S’agissant du loyer, le recourant a produit deux baux à loyer pour l’appartement litigieux daté pour le plus ancien du 5 juin 2008. Le premier loyer était de CHF 1’400.- et le second de CHF 1’450.- par mois, les charges s’élevant respectivement à CHF 50.- et CHF 150.-. La demande d’autorisation APA n°28332-5 ayant été déposée le 6 juin 2007, seuls des baux conclus avant le dépôt de la demande auraient pu permettre d'évaluer l'influence des travaux sur les loyers. Or, malgré les demandes faites le 18 juin 2007 et réitérées ensuite dans une abondante correspondance, le recourant s'est abstenu de produire de tels documents.

En conclusion, vu le coût ainsi que l’incidence des travaux sur les loyers, ceux-là relèvent de la rénovation. Ils auraient dû être annoncés au département compétent en vue d’une autorisation.

6. Conformément aux art. 129 let. a et 130 LCI applicables par renvoi de l’art. 44 LDTR, le département peut ordonner la suspension des travaux lorsque l'état d'une construction, d'une installation ou de toute autre chose n'est pas conforme aux prescriptions de la LCI, de ses règlements d'application ou des autorisations délivrées.

Selon la jurisprudence, lorsqu'un doute existe sur la soumission des travaux à autorisation, le département est fondé à en ordonner la suspension dans l'attente d'être complètement et régulièrement informé des aménagements projetés et de pouvoir se déterminer en conséquence (ATA/567/2005 du 16 août 2005).

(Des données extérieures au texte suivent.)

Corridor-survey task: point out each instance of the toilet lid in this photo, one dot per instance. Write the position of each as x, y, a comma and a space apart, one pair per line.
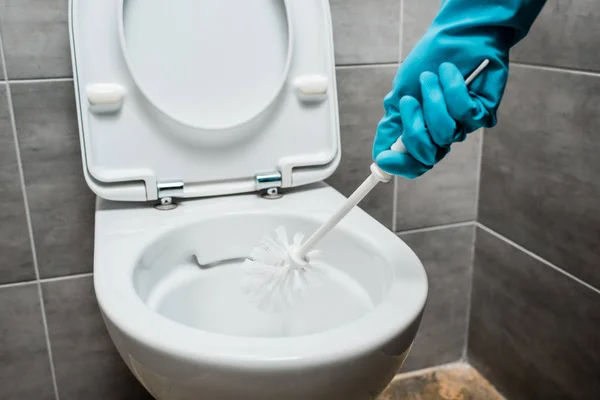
191, 98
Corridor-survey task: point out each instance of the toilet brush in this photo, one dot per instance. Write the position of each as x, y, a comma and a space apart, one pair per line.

En tout état de cause, il convient d’admettre que l’ensemble des travaux entrepris par M. A______ relevait de la rénovation et non du simple entretien. La décision litigieuse était justifiée.

7. Au vu de ce qui précède, le recours sera rejeté et la décision querellée confirmée.

8. Un émolument de CHF 1’000.- sera mis à la charge du recourant (art. 87 LPA).

 

* * * * *

PAR CES MOTIFS
LE TRIBUNAL ADMINISTRATIF

à la forme :

déclare recevable le recours interjeté le 18 décembre 2008 par Monsieur A______ contre la décision du 17 octobre 2008 du département des constructions et des technologies de l'information ;

au fond :

le rejette ;

met à la charge du recourant un émolument de CHF 1’000.- ;

dit que, conformément aux art. 82 ss de la loi fédérale sur le Tribunal fédéral du 17 juin 2005 (LTF - RS 173.110), le présent arrêt peut être porté dans les trente jours qui suivent sa notification par-devant le Tribunal fédéral, par la voie du recours en matière de droit public ; le mémoire de recours doit indiquer les conclusions, motifs et moyens de preuve et porter la signature du recourant ou de son mandataire ; il doit être adressé au Tribunal fédéral, 1000 Lausanne 14, par voie postale ou par voie électronique aux conditions de l’art. 42 LTF. Le présent arrêt et les pièces en possession du recourant, invoquées comme moyens de preuve, doivent être joints à l’envoi ;

communique le présent arrêt à Monsieur A______ ainsi qu'au département des constructions et des technologies de l'information.

 

 

 

Siégeants : M. Thélin, président, Mmes Bovy et Hurni, M. Dumartheray, juges

et M. Bonard, juge suppléant.

 

Au nom du Tribunal administratif :

la greffière-juriste :

 

 

 

C. Del Gaudio-Siegrist

 

le vice-président :

 

 

 

Ph. Thélin

 

 

Copie conforme de cet arrêt a été communiquée aux parties.